Fig. 1 — Receiver operating characteristic (ROC) analysis of visual assessment, SUVmax, longest diameter, and HUmax in determining malignancy. a Visual assessment with cutoff value >1 revealed sensitivity, specificity, PPV, NPV, and accuracy of 80.8 %, 66.7 %, 75.0 %, 73.7 %, and 74.5 % respectively (AUC 0.734). b SUVmax analysis revealed the optimal cutoff of >5.96 with sensitivity, specificity, PPV, NPV, and accuracy of 84.6 %, 76.2 %, 81.5 %, 80.0 %, and 80.9 % respectively (AUC 0.857). Comparison graphs showed the distribution of SUVmax in malignant and benign LNs (*right*). c Longest diameter analysis revealed the optimal cutoff of >1.5 cm with sensitivity, specificity, PPV, NPV, and accuracy of 69.2 %, 83.3 %, 83.7 %, 68.6 %, and 75.5 % respectively (AUC 0.851).
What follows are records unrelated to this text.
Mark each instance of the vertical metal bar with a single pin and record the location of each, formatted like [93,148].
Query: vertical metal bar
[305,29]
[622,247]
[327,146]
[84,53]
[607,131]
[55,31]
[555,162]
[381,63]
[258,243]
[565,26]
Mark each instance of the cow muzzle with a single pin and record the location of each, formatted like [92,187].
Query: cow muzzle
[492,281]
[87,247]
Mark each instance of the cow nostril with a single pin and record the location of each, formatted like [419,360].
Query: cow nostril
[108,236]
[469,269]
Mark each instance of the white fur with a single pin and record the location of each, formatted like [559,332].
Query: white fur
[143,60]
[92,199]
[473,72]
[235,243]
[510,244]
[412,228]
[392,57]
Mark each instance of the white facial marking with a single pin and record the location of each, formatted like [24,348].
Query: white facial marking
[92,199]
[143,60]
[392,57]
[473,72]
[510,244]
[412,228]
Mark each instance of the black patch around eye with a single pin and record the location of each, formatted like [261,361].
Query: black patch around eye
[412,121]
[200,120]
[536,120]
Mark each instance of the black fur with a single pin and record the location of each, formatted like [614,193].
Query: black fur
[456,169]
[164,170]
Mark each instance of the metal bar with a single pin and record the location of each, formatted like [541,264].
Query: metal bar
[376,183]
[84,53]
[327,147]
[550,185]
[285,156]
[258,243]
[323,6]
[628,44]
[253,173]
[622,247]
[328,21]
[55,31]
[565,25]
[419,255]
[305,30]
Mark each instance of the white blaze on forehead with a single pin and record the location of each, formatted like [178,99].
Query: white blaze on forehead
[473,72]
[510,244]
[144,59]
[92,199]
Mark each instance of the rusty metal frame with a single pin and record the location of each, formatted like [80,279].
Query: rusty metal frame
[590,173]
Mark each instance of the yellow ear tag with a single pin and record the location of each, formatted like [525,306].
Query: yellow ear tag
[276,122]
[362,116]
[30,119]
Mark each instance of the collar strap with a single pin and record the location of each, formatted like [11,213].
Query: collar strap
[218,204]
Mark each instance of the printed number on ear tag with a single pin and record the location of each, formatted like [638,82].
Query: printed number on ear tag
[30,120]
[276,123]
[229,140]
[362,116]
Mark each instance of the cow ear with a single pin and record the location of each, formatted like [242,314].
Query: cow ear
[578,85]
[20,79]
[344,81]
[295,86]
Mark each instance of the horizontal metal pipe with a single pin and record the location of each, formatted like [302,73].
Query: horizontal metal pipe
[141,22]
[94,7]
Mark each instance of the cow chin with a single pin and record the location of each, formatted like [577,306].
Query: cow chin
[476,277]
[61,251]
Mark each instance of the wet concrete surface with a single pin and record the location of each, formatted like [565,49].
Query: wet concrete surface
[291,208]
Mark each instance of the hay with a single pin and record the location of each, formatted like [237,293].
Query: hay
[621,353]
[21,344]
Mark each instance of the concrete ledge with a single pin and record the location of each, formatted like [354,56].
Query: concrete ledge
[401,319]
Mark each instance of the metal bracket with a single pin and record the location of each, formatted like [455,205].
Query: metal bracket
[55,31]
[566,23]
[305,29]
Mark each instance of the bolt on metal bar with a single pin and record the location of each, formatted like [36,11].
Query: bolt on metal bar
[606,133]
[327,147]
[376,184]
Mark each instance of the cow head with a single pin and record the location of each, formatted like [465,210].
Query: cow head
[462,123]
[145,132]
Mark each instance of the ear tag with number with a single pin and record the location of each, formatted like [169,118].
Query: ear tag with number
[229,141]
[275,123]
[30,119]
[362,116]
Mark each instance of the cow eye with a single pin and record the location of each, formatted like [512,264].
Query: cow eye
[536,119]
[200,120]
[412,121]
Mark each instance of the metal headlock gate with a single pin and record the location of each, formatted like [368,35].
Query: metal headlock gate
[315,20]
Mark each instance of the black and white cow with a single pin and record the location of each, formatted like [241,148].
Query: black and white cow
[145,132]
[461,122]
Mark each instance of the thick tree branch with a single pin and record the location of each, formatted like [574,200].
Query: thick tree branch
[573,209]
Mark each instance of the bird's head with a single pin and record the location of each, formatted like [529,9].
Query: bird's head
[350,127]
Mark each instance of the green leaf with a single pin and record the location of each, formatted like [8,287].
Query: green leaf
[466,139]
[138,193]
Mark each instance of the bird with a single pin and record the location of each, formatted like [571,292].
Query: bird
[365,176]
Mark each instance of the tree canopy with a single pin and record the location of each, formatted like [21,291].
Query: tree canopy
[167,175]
Comparison graphs showed the distribution of longest diameter in malignant and benign LNs (*right*). d HUmax analysis revealed the optimal cutoff of ≤136 with sensitivity, specificity, PPV, NPV, and accuracy of 82.7 %, 45.2 %, 65.1 %, 67.8 %, and 66.0 % respectively (AUC 0.661). Comparison graphs showed the distribution of HUmax in malignant and benign LNs (*right*)

Diagnostic Performance of SUVmax

SUVmax was significantly higher in metastatic LNs (9.79 ± 4.51; range 1.98–21.79) than benign LNs (4.96 ± 2.08; range 2.20–11.22; P < 0.0001). Using SUVmax of 2.5 as cutoff value as the common value used, there were 51 true-positives (TPs) results, 2 true-negatives (TNs), 40 false-positives (FPs), and 1 false-negative (FN) (Table 3) yielding sensitivity, specificity, PPV, NPV, and accuracy of 98.1 %, 4.8 %, 56.0 %, 66.7 %, and 57.0 % respectively. ROC analysis of this study revealed the optimal cutoff of >5.96 with sensitivity, specificity, PPV, NPV, and accuracy of 84.6 %, 76.2 %, 81.5 %, 80.0 %, and 80.9 % respectively (AUC 0.857, Fig. 1b).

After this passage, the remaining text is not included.